Question

Solve the system of equations, using Matrix method

$2x-y=-2,3x-4y=3$

Answer 1

Given system of equations

$2x-y=-2$
$3x-4y=3$

This can be written as

$AX=B$

where $A=\left[\begin{array}{cc}2& -1\\ 3& -4\end{array}\right],X=\left[\begin{array}{c}x\\ y\end{array}\right],B=\left[\begin{array}{c}-2\\ 3\end{array}\right]$

Here, $|A|=-8+3=-5$

Since, $|A|\ne 0$

Hence, $A^{-1}$ exists and the system has a unique solution given by $X=A^{-1}B$

$A^{-1}=\frac{adjA}{|A|}$ and $adjA=C^T$

So, we will find the co-factors of each element of A.

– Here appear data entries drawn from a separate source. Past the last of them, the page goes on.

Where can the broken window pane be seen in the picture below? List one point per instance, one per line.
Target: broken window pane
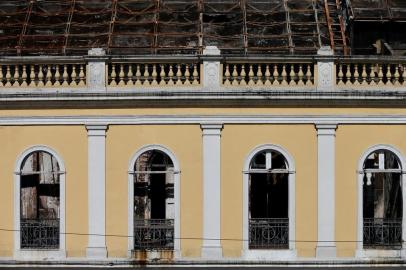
(382, 200)
(154, 205)
(40, 201)
(268, 201)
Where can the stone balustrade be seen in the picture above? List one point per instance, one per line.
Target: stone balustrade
(32, 75)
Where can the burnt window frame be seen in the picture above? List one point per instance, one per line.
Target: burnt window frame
(176, 190)
(290, 251)
(362, 251)
(60, 252)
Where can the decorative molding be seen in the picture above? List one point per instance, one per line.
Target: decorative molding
(274, 254)
(176, 166)
(21, 254)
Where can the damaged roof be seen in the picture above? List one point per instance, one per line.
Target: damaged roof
(121, 27)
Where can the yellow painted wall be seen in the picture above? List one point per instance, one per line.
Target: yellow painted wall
(70, 142)
(185, 143)
(237, 142)
(352, 141)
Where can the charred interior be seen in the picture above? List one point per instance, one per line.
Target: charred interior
(154, 206)
(268, 201)
(382, 201)
(39, 201)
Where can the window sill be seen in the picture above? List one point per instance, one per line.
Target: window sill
(269, 254)
(36, 254)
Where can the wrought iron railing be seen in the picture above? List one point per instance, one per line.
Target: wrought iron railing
(382, 233)
(39, 233)
(268, 233)
(153, 234)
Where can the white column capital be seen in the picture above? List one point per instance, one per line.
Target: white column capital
(96, 130)
(326, 129)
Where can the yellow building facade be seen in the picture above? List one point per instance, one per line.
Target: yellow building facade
(213, 133)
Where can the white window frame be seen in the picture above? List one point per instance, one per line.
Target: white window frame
(270, 254)
(29, 254)
(373, 253)
(136, 155)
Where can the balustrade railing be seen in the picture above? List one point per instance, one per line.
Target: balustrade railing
(268, 233)
(382, 233)
(32, 75)
(153, 234)
(270, 75)
(39, 233)
(372, 75)
(153, 74)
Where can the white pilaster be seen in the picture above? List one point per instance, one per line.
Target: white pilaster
(325, 69)
(211, 69)
(326, 247)
(211, 248)
(96, 70)
(96, 135)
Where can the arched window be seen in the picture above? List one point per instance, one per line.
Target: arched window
(268, 201)
(39, 188)
(154, 205)
(382, 200)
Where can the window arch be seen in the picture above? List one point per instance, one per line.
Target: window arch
(269, 195)
(40, 195)
(381, 201)
(153, 197)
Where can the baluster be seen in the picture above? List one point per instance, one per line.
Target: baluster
(113, 75)
(121, 75)
(300, 76)
(130, 75)
(82, 76)
(146, 75)
(170, 75)
(380, 75)
(292, 75)
(284, 76)
(162, 75)
(372, 75)
(73, 76)
(267, 76)
(24, 76)
(178, 80)
(8, 77)
(309, 81)
(251, 76)
(227, 74)
(48, 76)
(340, 75)
(259, 81)
(243, 74)
(275, 75)
(396, 76)
(356, 75)
(187, 75)
(364, 81)
(388, 75)
(235, 76)
(65, 76)
(154, 75)
(195, 75)
(138, 75)
(348, 75)
(57, 76)
(16, 76)
(32, 76)
(1, 76)
(40, 76)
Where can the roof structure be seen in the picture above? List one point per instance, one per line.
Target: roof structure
(131, 27)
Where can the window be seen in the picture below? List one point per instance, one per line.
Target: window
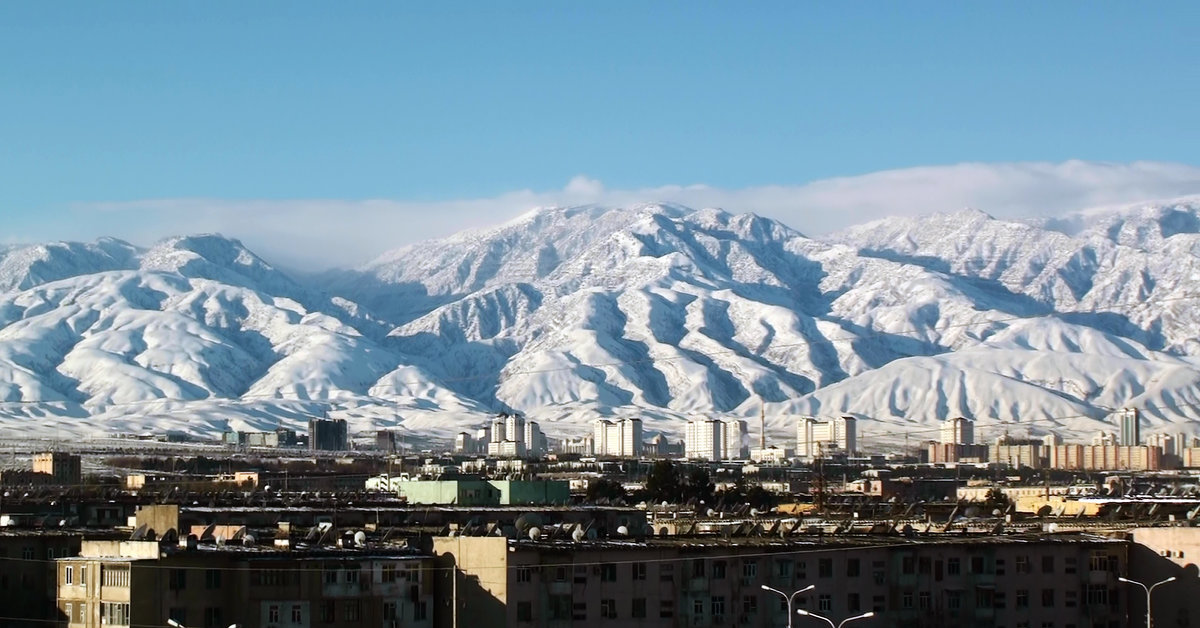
(784, 568)
(609, 573)
(750, 569)
(111, 614)
(666, 573)
(114, 575)
(177, 579)
(352, 610)
(561, 608)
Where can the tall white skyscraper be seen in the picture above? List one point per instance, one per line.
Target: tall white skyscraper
(837, 435)
(958, 431)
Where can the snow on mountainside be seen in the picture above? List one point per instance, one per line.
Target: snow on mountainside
(663, 311)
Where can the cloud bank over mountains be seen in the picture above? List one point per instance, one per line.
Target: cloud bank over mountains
(318, 233)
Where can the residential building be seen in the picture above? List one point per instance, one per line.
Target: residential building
(328, 435)
(958, 431)
(64, 470)
(1057, 580)
(1131, 426)
(617, 438)
(817, 437)
(147, 582)
(717, 440)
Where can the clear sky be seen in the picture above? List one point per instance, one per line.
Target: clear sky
(118, 102)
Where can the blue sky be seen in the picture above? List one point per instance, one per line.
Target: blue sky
(120, 102)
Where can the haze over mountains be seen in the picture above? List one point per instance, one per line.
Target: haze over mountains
(659, 311)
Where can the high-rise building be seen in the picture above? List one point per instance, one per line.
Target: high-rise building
(1131, 426)
(717, 440)
(328, 435)
(622, 438)
(817, 437)
(958, 431)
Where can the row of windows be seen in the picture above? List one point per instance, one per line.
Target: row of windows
(563, 608)
(825, 568)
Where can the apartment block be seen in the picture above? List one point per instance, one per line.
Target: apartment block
(145, 582)
(1066, 581)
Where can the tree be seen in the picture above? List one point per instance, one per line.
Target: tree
(663, 484)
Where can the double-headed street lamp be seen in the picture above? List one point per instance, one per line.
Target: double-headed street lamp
(1149, 591)
(173, 623)
(827, 620)
(789, 598)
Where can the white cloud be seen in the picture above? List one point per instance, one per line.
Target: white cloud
(317, 233)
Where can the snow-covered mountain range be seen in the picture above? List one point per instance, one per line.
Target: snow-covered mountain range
(657, 311)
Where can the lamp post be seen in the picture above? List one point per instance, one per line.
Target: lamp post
(789, 598)
(827, 620)
(1149, 591)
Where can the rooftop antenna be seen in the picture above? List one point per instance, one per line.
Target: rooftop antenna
(762, 425)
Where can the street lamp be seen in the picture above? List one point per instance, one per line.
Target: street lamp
(1149, 591)
(827, 620)
(789, 598)
(173, 623)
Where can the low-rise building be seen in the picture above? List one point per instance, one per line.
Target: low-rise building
(147, 582)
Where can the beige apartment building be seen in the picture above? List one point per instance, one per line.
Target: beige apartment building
(994, 581)
(145, 582)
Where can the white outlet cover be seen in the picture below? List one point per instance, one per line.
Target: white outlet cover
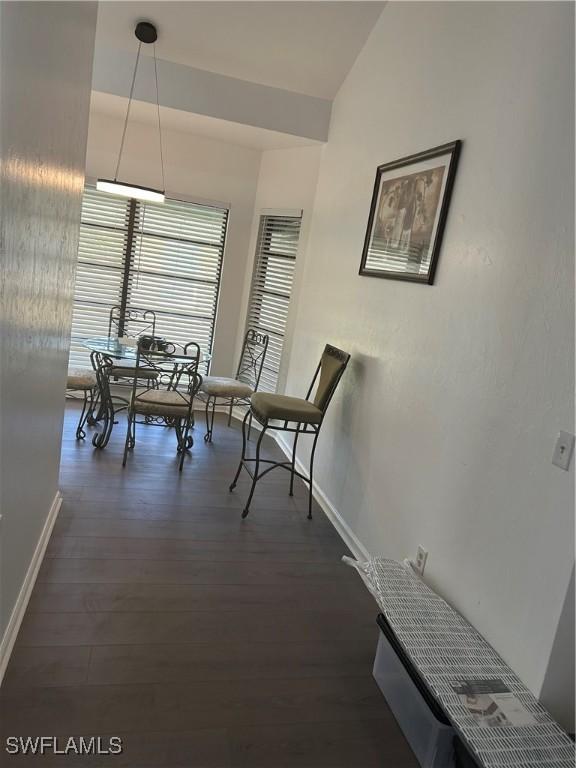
(421, 557)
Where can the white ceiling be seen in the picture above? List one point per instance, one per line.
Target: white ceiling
(199, 125)
(307, 47)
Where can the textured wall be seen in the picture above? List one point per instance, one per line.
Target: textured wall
(443, 430)
(46, 64)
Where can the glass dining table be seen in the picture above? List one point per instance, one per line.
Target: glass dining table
(120, 353)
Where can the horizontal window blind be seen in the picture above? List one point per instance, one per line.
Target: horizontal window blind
(168, 258)
(100, 268)
(178, 252)
(271, 289)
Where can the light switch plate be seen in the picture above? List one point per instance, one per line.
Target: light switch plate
(563, 450)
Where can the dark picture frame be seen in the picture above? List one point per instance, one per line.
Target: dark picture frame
(408, 214)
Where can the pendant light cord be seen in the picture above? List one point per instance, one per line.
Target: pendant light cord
(159, 124)
(128, 111)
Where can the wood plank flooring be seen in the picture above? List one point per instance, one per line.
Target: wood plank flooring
(202, 640)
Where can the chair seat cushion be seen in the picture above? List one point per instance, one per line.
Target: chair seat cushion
(269, 406)
(81, 378)
(127, 372)
(224, 387)
(160, 402)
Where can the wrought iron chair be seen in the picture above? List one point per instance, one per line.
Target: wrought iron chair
(103, 366)
(83, 380)
(135, 322)
(219, 390)
(278, 412)
(168, 400)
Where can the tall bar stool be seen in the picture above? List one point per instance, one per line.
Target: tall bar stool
(82, 380)
(219, 390)
(306, 417)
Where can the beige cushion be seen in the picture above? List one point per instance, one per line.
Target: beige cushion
(81, 378)
(160, 402)
(267, 406)
(127, 372)
(223, 387)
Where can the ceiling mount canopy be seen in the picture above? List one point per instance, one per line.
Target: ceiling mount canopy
(145, 33)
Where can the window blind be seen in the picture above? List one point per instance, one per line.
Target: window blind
(100, 269)
(272, 282)
(168, 259)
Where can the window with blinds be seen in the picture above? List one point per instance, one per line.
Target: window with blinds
(272, 282)
(165, 257)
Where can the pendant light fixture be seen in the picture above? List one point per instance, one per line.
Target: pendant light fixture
(145, 33)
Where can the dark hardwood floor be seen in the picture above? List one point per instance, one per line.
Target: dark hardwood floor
(202, 640)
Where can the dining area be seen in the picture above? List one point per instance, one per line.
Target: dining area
(145, 375)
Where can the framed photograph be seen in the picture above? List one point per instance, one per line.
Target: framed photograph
(408, 213)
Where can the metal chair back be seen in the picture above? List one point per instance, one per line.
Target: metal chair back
(328, 373)
(252, 358)
(135, 322)
(176, 369)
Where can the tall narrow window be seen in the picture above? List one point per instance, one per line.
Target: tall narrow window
(272, 282)
(165, 257)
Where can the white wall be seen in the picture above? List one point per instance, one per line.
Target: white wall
(197, 168)
(46, 63)
(287, 182)
(443, 428)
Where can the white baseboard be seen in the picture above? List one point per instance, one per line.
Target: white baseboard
(7, 643)
(346, 533)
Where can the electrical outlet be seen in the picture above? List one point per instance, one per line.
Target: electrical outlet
(563, 450)
(420, 562)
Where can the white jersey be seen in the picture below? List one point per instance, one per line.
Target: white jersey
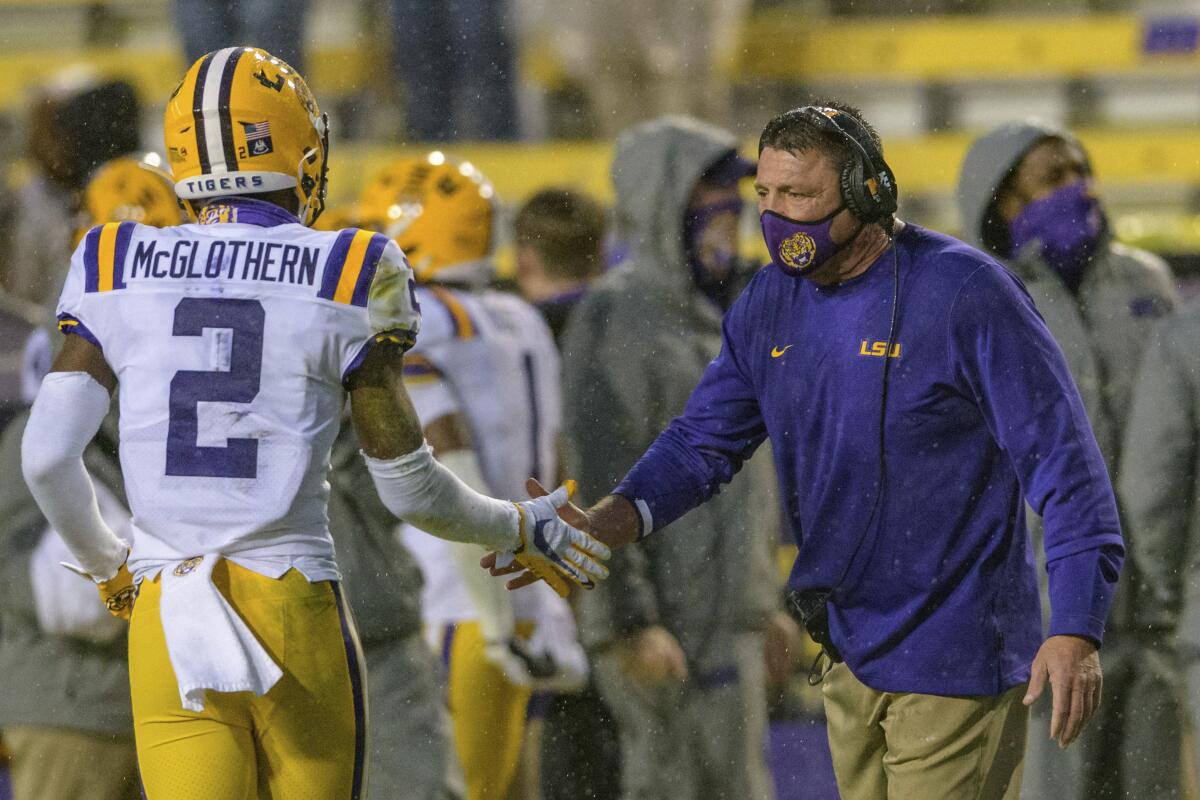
(231, 342)
(489, 356)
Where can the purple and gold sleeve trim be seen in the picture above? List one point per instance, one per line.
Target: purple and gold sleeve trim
(103, 256)
(351, 266)
(463, 325)
(399, 337)
(70, 325)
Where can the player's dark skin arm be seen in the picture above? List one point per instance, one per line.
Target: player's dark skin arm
(81, 355)
(383, 415)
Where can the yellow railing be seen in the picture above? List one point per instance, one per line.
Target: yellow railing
(783, 44)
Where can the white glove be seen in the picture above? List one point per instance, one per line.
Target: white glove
(555, 551)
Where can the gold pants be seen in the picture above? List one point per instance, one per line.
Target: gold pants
(489, 713)
(901, 745)
(304, 739)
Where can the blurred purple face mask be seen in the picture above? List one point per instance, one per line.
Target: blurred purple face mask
(799, 247)
(1067, 222)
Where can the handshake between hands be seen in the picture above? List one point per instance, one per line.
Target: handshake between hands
(555, 543)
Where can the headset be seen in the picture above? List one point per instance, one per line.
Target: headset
(868, 185)
(869, 191)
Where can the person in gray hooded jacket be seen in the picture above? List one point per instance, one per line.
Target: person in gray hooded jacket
(409, 731)
(1026, 196)
(678, 635)
(1159, 488)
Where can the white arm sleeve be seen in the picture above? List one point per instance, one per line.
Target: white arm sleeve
(420, 491)
(487, 594)
(65, 417)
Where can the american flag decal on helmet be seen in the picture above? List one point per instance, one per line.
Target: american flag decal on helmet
(258, 138)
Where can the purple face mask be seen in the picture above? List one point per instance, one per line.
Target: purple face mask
(1067, 223)
(799, 247)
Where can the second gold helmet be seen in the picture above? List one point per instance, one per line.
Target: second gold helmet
(132, 188)
(442, 214)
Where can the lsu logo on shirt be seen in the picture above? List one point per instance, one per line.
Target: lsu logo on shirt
(877, 348)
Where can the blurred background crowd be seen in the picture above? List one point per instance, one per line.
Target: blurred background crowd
(533, 94)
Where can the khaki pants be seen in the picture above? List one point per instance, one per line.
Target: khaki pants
(898, 746)
(60, 764)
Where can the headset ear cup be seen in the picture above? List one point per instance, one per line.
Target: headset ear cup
(855, 194)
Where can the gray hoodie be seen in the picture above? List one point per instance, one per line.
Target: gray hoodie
(634, 350)
(1102, 329)
(51, 680)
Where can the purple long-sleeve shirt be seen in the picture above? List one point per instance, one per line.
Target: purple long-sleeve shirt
(939, 593)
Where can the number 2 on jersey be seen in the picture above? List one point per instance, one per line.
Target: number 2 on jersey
(238, 384)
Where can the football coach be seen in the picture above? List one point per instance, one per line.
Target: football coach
(915, 401)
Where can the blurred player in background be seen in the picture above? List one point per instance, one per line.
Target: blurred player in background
(235, 342)
(408, 741)
(678, 641)
(1159, 480)
(484, 380)
(71, 739)
(559, 251)
(77, 121)
(1027, 196)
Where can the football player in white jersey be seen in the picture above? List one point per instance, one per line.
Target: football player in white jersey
(235, 342)
(484, 380)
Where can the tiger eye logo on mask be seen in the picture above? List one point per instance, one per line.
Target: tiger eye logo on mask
(797, 251)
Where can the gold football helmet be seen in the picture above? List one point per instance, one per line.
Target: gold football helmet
(442, 214)
(243, 122)
(132, 188)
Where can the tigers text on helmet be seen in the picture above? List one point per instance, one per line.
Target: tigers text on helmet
(441, 211)
(244, 122)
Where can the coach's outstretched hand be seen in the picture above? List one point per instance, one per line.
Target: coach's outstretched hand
(1072, 666)
(555, 546)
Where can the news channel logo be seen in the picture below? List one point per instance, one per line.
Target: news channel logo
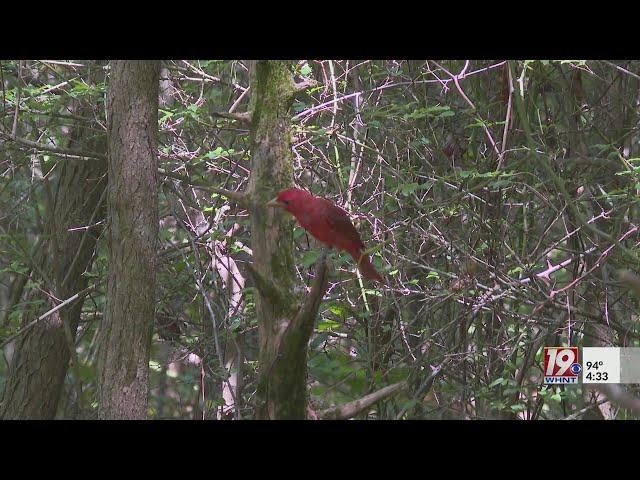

$C_{11}=(-1{)}^{1+1}-4=-4$

$C_{12}=(-1{)}^{1+2}3=-3$

$C_{21}=(-1{)}^{2+1}-1=1$

$C_{22}=(-1{)}^{2+2}2=2$

So, the co-factor matrix is $\left[\begin{array}{cc}4& -3\\ 1& 2\end{array}\right]$

$\Rightarrow adjA=C^T=\left[\begin{array}{cc}4& 1\\ -3& 2\end{array}\right]$

$\Rightarrow A^{-1}=\frac{adjA}{|A|}=\frac{1}{-5}\left[\begin{array}{cc}4& 1\\ -3& 2\end{array}\right]$

The solution is $X=A^{-1}B$

$\left[\begin{array}{c}x\\ y\end{array}\right]=\frac{1}{-5}\left[\begin{array}{cc}4& 1\\ -3& 2\end{array}\right]\left[\begin{array}{c}-2\\ 3\end{array}\right]$

$=\frac{1}{-5}\left[\begin{array}{c}-8+3\\ 6+6\end{array}\right]$

$\Rightarrow \left[\begin{array}{c}x\\ y\end{array}\right]=\left[\begin{array}{c}1\\ -12/5\end{array}\right]$

Hence, $x=1,y=-\frac{12}{5}$